Informasi lebih dekat. Pemakaman Jean-Louis Trintignant berlangsung di Nîmes

Menurut informasi kami, aktor Jean-Louis Trentinant, yang meninggal Jumat lalu pada usia 91 (lanjutan dan bukan karena kanker), dimakamkan Rabu ini pada akhir pagi di Cimetière du Pont de Justice, di Nîmes .

Kematiannya, Jumat, 17 Juni 2022, menyalip dunia perfilman Prancis. Jean Louis Trentinant Beliau meninggal dunia pada usia 91 tahunKeluarganya juga mengatakan kepada AFP pada hari Jumat. Menurut informasi lebih dekatIa dimakamkan pada hari Rabu, 22 Juni, di penghujung pagi, di Nîmes (Garde). Pemakaman diadakan di provinsi Gard, dalam kerangka keakraban yang ketat, sebagai keluarga aktor terkenal, yang khususnya adalah penerjemah dariseorang pria dan seorang wanita oleh Claude Lelouch (Fronde di Festival Film Cannes 1966), z Oleh Costa Gavras (Penghargaan Aktor Terbaik di Festival Film Cannes 1969) dan cinta Ditulis oleh Michael Haneke (César untuk Aktor Terbaik 2013).

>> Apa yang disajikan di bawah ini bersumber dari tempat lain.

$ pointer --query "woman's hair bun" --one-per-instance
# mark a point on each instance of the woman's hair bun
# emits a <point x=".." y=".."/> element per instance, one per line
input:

Upacara rahasia dan keluarga Khususnya dihadiri oleh Marianne Hopfner, istri Jean-Louis, Nadine Trentinant, mantan istri dan ibu dari ketiga anaknya, Marie (meninggal di bawah pukulan Bertrand Cantat pada Agustus 2003), Pauline (meninggal pada usia 10 bulan pada 1969), dan Vincent. Yang terakhir, sangat dekat dengan ayahnya, secara teratur mengunjunginya di desa kecil Colias, dekat Uzi (50 kilometer dari Nîmes) tempat sang aktor tinggal dalam beberapa tahun terakhir. Claude Lelouch, Charles Berlin dan Marc Lavoine Mereka juga hadir untuk memberikan penghormatan terakhir kepada raksasa film tersebut.

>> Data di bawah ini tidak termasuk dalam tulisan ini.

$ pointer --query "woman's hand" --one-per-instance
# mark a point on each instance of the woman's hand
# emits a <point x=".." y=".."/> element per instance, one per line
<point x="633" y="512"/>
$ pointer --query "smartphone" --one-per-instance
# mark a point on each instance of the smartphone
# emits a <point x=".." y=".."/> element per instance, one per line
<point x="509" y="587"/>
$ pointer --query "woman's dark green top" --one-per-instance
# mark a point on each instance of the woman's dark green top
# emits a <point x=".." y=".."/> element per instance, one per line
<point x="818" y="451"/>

Jean-Louis Trentinant dimakamkan di Nîmes: itu bukan kebetulan

Richard Kolinka, mantan drummer grup Telephone, ayah dari Roman, salah satu dari empat anak Mary Trintignant, juga sangat tersentuh dalam pesta perpisahan ini. Jika Jean-Louis Trentinant dimakamkan hari ini di Nîmes, itu bukan kebetulan. Bahkan, dia menjalani sebagian masa kecilnya bersama orang tuanya, Claire dan Raoul di kota ini. Jadi dia bergabung dengan mereka di lemari besi keluarga Trintignants di Cimetière du Pont de Justice.

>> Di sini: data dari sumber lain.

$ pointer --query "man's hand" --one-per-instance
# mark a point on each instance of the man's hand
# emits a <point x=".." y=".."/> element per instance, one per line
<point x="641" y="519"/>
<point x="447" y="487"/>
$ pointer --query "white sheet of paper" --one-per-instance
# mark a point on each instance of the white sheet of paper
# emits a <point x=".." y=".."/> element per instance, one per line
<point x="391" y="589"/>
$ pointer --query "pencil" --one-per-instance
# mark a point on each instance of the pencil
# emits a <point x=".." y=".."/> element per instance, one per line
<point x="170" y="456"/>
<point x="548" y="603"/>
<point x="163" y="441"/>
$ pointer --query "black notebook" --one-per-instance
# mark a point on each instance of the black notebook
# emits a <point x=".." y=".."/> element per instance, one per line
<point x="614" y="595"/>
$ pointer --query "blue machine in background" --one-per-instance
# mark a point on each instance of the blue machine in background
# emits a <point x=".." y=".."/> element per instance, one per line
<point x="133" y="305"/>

READ  Netizen terkejut setelah dia muncul di Twitter

Ketika berbicara tentang kematian, Jean-Louis Trintignant berkata: “Siapa di antara kita yang tidak takut mati! Saya merasa perlu membicarakannya seperti George Brassens dengan cara berdoa yang lucu untuk dimakamkan di Pantai Set. Ini adalah cara hidup yang lebih baik daripada memikirkan kematian. Anda harus hidup seolah-olah Anda akan mati di saat berikutnya. Tidak ada gunanya menyangkal gagasan bahwa itu harus selalu ada, tanpa berlebihan. “.

Esra Sunter

"Perintis media sosial. Guru budaya pop. Pecinta internet yang sangat rendah hati. Penulis."

Related Posts

Tinggalkan Balasan

Alamat email Anda tidak akan dipublikasikan.